Als die britischen und amerikanischen Truppen im Frühjahr 1945 Deutschland besetzten, dokumentierten sie die in den von ihnen befreiten Konzentrationslagern herrschende Situation in Fotografien. Um die Deutschen über die in ihrem Namen oder von ihnen verübten Greultaten (,atrocitites') zu informieren, wurden im Auftrag des Amerikanischen Kriegsinformationsamts unmittelbar zu Kriegsende Bilder aus fünf Konzentrationslagern in einer schmalen Broschüre versammelt. Die drastischen Bilder, die oft Leichenberge und ausgemergelte Häftlinge zeigen, sind um Informationen zu den Lagern und Tötungsstätten ergänzt.

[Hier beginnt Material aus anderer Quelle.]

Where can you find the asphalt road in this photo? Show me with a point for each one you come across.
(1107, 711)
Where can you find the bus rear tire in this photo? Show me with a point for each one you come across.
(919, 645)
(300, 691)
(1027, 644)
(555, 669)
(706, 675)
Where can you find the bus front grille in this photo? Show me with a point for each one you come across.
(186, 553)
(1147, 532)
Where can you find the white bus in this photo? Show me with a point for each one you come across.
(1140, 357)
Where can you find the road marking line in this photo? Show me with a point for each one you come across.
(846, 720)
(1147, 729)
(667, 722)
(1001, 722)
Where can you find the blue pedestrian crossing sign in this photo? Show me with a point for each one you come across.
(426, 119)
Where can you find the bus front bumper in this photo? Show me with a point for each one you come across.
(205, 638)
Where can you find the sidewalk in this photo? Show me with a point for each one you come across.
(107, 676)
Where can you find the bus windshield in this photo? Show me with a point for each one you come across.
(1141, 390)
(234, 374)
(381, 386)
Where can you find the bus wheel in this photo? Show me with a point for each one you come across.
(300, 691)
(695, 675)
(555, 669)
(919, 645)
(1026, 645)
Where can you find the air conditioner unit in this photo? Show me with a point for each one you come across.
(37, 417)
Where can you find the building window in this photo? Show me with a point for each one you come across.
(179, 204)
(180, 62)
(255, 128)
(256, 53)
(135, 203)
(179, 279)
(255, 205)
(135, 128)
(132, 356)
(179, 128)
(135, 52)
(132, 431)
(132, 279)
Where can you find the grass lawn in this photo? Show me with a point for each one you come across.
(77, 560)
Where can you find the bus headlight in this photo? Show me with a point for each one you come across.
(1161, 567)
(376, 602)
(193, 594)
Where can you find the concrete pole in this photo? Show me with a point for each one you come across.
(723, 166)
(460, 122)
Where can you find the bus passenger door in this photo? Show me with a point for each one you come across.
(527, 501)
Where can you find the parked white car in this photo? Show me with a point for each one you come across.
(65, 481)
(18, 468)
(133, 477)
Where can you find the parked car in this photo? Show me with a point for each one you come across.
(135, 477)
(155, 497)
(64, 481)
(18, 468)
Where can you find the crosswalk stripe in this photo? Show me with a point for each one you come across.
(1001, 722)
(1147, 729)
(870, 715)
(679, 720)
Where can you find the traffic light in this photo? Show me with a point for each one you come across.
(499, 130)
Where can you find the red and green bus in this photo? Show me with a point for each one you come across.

Die Bilder – etwa fünf bis fünfzehn je Kapitel – sind den Lagern Buchenwald, Bergen-Belsen, Nordhausen und Ohrdruf zugeordnet. Sie zeigen deutlich das dort herrschende Leid bei der Befreiung und sollen eine Schockwirkung erzeugen: Nahaufnahmen von Leichenbergen, Kindern, Frauen und Männern, die bis auf die Knochen abgemagert sind, das Beisetzen der Toten in Massengräbern sowie Aufnahmen der Toten und der Verbrennungsöfen. Einzelne Bilder wirken arrangiert, so etwa die Leichen von zwei Kindern oder einer nackten Patientin aus dem Krankenbau, die sich auf zwei Betten stützt. Die übrigen Fotografien zeigen Momentaufnahmen des Alltags der Menschen im Lager nach ihrer Befreiung, etwa das Zubereiten von Essen oder den Versuch, in den Lumpen Kleidung zu finden.

Ein Kapitel zeigt Fotografien verbrannter Leichen von Fremdarbeitern, die in einer Scheune in Gardelegen starben. Lagerwachen hatten 3.000 Menschen in eine Scheune gesperrt und diese angezündet, um deren Befreiung durch die herannahenden amerikanischen Truppen zu verhindern. Die einzigen zwei Überlebenden führten die Amerikaner dort hin, wie authentifizierend erwähnt wird. Den Fotografien wird im Vergleich zu den Texten deutlich mehr Gewicht beigemessen: Viele Seiten zeigen nur Fotografien und einzelne Bilder erstrecken sich über eine Doppelseite. Die konkreten Informationen zu den Lagern – etwa die Existenzdauer sowie Häftlings- und Todeszahlen – nehmen nur einen untergeordneten Rang ein. Dazu heißt es bereits im Vorwort: „Dieses Heft enthält vor allem Photographien, denn das gedruckte Wort kann keine Vorstellung davon geben, wie es in […] [den Lagern] wirklich aussah“ (S. 2). Die Bildunterschriften sind ebenfalls auf eine emotionale Wirkung ausgelegt, so heißt es beispielsweise: „Lebende und Tote liegen durcheinander auf dem Stroh“ (S. 20).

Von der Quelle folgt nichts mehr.